Switching gears, Pennywise is one of the most insidiously creepy characters in cinematic history. What did you do to sort of separate yourself from the original, and how did you pull yourself back from his personality when the cameras weren't rolling? And did you have a moment where you were sort of freaked out on set?

No, I was never freaked out on set. I actually had a lot of fun doing the character. My job is to put myself in a character's point of view, whether it's someone like Kane or a child-eating clown like Pennywise. So I get a thrill of trying to understand some thing or someone that's very different from who I am, and then building that perspective into a fully-fleshed character. Which is harder with someone like Pennywise, because it's even more crazily abstract than "Nine Days." It's this weird entity that lives in the figment of children's imagination. So it's like, 'Okay, what are the rules here?'

But I was having an ongoing conversation with Andy, the director of those films. We came up with something that became a structure and rules for that character. And then, once you have those, you know which parameters you're moving in. And once that is set, it's easier, and it's a lot of fun.

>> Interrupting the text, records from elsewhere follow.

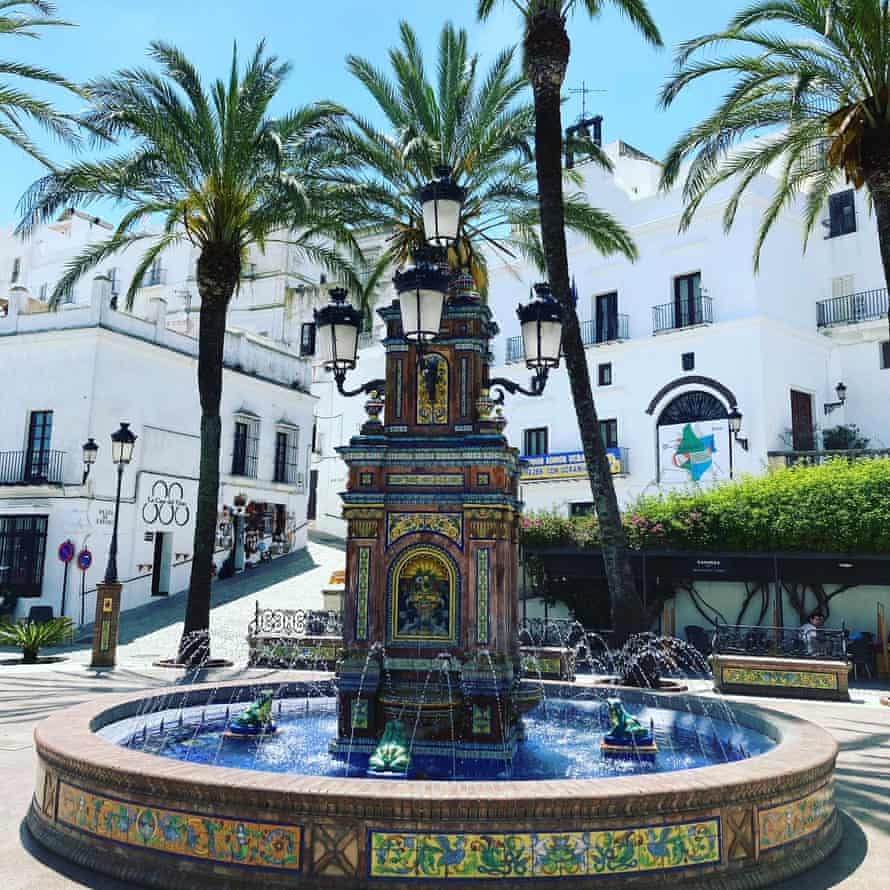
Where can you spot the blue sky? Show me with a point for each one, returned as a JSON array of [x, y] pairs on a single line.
[[316, 37]]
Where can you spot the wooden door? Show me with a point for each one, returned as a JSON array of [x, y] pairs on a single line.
[[802, 421]]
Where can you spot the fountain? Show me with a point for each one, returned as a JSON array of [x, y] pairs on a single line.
[[429, 755]]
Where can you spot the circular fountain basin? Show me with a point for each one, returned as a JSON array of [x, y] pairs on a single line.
[[171, 822]]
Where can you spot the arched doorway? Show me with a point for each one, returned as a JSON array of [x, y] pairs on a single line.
[[694, 442]]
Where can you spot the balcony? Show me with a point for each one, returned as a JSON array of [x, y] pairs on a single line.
[[684, 314], [867, 305], [593, 335], [31, 468]]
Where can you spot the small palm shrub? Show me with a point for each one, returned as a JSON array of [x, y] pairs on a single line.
[[31, 636]]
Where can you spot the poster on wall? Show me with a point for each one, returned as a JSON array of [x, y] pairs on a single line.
[[693, 452]]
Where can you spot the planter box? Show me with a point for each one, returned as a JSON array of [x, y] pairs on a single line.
[[782, 677]]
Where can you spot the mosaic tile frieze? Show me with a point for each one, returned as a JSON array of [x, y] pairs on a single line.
[[209, 838], [483, 591], [450, 525], [745, 676], [647, 849], [796, 819], [363, 588]]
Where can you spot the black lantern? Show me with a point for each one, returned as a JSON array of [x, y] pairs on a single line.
[[338, 325], [735, 426], [90, 452], [123, 441], [421, 289], [541, 324], [441, 201], [841, 390]]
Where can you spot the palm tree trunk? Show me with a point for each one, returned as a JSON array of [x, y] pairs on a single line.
[[216, 286], [546, 57]]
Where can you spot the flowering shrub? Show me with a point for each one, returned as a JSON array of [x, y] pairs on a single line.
[[840, 506]]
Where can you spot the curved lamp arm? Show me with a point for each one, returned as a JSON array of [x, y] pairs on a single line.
[[539, 381], [371, 386]]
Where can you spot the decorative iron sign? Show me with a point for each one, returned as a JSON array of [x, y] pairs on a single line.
[[166, 505]]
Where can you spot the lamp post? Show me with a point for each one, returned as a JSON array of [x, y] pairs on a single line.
[[108, 593], [841, 390], [90, 452], [122, 443]]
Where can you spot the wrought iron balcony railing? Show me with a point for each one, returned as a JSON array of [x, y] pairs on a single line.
[[866, 305], [31, 467], [608, 331], [682, 314]]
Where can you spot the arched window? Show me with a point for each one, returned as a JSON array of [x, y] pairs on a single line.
[[691, 407]]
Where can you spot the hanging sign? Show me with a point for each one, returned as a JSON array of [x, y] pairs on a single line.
[[66, 551]]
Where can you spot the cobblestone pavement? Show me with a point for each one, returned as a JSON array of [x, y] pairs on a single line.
[[28, 694]]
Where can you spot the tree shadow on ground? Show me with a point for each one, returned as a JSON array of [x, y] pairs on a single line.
[[74, 873], [848, 856]]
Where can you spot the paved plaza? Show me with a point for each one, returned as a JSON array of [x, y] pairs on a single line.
[[28, 694]]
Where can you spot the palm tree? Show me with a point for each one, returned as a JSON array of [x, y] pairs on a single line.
[[546, 45], [221, 174], [22, 18], [817, 93], [477, 125]]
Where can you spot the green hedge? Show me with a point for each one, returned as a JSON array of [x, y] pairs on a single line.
[[841, 506]]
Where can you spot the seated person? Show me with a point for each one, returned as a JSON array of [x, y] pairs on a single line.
[[810, 630]]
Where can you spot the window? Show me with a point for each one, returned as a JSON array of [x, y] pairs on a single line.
[[286, 450], [841, 213], [606, 312], [40, 429], [687, 300], [609, 432], [246, 448], [307, 339], [22, 553], [534, 441]]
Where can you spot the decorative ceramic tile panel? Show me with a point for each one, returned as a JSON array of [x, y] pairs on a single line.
[[483, 559], [641, 850], [362, 591], [764, 677], [448, 524], [213, 838], [449, 480], [791, 821]]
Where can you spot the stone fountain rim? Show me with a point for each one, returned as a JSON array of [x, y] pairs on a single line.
[[68, 739]]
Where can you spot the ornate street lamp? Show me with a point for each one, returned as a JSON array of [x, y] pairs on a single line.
[[338, 325], [422, 289], [841, 391], [735, 425], [541, 324], [123, 441], [90, 452], [441, 202]]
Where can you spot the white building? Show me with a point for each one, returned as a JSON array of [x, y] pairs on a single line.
[[77, 373], [682, 336]]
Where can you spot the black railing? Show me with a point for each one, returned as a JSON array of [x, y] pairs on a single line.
[[296, 623], [608, 331], [866, 305], [31, 467], [682, 314], [780, 642]]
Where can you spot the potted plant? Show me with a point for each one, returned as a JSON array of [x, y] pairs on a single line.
[[31, 636]]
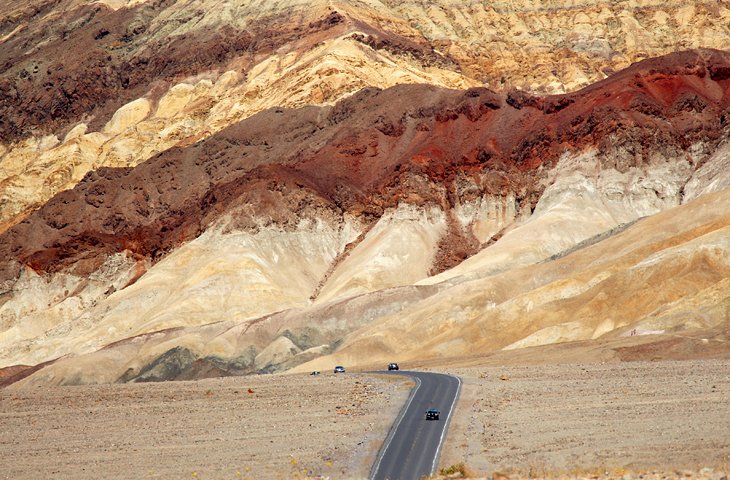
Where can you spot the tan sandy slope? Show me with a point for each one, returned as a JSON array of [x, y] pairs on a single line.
[[504, 44]]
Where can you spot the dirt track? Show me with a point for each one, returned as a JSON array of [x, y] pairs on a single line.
[[672, 417], [243, 427]]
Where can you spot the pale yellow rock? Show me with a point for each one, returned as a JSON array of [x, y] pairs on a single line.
[[75, 132], [398, 250], [127, 116], [174, 101]]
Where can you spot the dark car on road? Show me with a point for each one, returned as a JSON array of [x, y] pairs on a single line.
[[432, 414]]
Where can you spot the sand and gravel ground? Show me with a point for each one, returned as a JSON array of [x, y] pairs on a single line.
[[664, 419], [289, 426]]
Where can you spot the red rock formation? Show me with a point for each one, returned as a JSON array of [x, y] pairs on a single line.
[[371, 151]]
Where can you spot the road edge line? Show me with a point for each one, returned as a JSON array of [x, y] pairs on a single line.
[[394, 428], [448, 423]]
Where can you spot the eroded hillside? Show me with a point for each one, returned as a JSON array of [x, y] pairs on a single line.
[[298, 233]]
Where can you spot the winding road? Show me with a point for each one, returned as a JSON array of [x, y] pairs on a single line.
[[413, 445]]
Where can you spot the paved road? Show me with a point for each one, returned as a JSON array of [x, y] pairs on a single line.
[[413, 445]]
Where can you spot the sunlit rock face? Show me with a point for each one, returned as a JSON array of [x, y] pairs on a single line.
[[118, 81], [200, 190]]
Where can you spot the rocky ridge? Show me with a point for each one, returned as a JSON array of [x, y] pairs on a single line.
[[307, 212], [139, 77]]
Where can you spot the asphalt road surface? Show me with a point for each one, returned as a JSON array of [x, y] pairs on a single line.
[[413, 445]]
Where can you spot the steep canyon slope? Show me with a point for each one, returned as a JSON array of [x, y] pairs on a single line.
[[248, 190]]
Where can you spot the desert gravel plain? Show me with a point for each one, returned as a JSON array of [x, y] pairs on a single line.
[[664, 419], [293, 426], [661, 419]]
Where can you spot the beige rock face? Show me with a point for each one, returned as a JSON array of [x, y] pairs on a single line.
[[34, 170], [219, 276], [549, 48]]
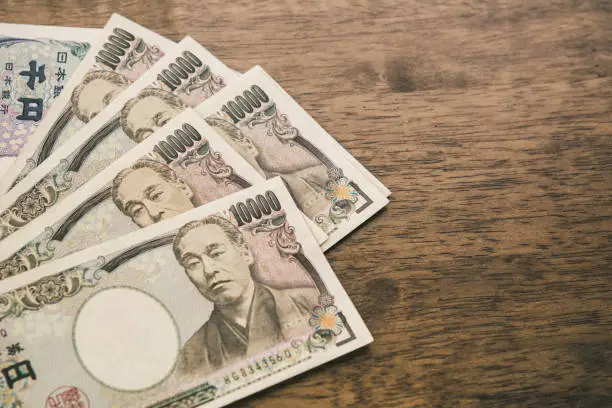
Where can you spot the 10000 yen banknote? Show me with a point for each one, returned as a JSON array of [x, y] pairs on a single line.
[[122, 53], [278, 138], [205, 308], [181, 166], [36, 63], [184, 77]]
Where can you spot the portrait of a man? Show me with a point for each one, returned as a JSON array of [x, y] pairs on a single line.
[[149, 192], [248, 316], [150, 110], [95, 93]]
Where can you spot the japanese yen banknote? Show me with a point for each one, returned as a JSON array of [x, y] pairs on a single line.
[[36, 63], [201, 309], [148, 104], [181, 166], [278, 138], [122, 52]]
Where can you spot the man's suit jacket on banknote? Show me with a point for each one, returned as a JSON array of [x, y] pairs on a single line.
[[276, 315]]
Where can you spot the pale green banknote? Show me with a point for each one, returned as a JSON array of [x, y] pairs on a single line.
[[36, 63], [181, 166], [278, 138], [199, 310], [122, 52], [185, 76]]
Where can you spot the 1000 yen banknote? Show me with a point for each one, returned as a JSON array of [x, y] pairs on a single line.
[[181, 166], [36, 63], [122, 53], [205, 308], [184, 77], [273, 133]]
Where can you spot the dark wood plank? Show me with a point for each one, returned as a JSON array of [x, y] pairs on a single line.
[[486, 282]]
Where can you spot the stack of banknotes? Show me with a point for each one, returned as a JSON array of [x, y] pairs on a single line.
[[163, 222]]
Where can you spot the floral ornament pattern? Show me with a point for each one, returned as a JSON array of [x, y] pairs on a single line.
[[51, 289], [340, 190], [205, 81], [277, 124], [282, 235], [326, 317], [36, 201], [30, 256]]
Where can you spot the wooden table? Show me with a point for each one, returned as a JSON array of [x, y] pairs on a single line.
[[486, 282]]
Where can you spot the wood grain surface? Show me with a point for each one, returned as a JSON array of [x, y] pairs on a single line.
[[486, 282]]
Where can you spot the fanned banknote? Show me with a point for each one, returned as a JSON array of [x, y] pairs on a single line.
[[121, 54], [36, 63], [202, 309], [278, 138], [186, 76], [181, 166]]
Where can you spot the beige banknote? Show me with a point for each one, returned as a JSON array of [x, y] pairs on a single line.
[[184, 77], [181, 166], [199, 310], [36, 63], [123, 51], [277, 137]]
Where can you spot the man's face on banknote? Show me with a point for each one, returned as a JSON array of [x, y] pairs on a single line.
[[150, 111], [95, 93], [218, 266], [148, 197]]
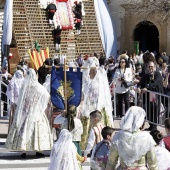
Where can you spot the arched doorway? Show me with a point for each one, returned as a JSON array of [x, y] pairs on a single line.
[[146, 33]]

Double the Pennywise, double the trouble

And how did you separate from the original film?

How I separated my performances from Tim Curry?

Yeah. How did you make it different? What did you try to do that was different from the original?

Yeah. I mean, the original is amazing. Whenever you do a re-adaptation, or a remake, or however you want to phrase it, you want to do something that feels different from what's already been done. And I think even Andy, just casting me in the role, meant for it to be different than Tim Curry's version of It.

I'm a huge fan of Tim Curry's. And I'm a huge fan of that performance. But for me, I didn't honestly think about that performance all that much when we got into making this one. It was like, "Okay, we're going a different direction with it." And then I felt that I just had to focus on my interpretation and building this character based off of Andy's vision, which was based off of the new version of the script. So it became a separate thing.

I think the result became very separate, different as well. I don't even really see the point in comparing the two. It's like, they're both great in very different ways. Not to say that my performance is great or anything, but the movies. So it's two different adaptations.

Definitely. Well, I think everyone would say that it was pretty great.

"Nine Days" is in theaters nationwide now.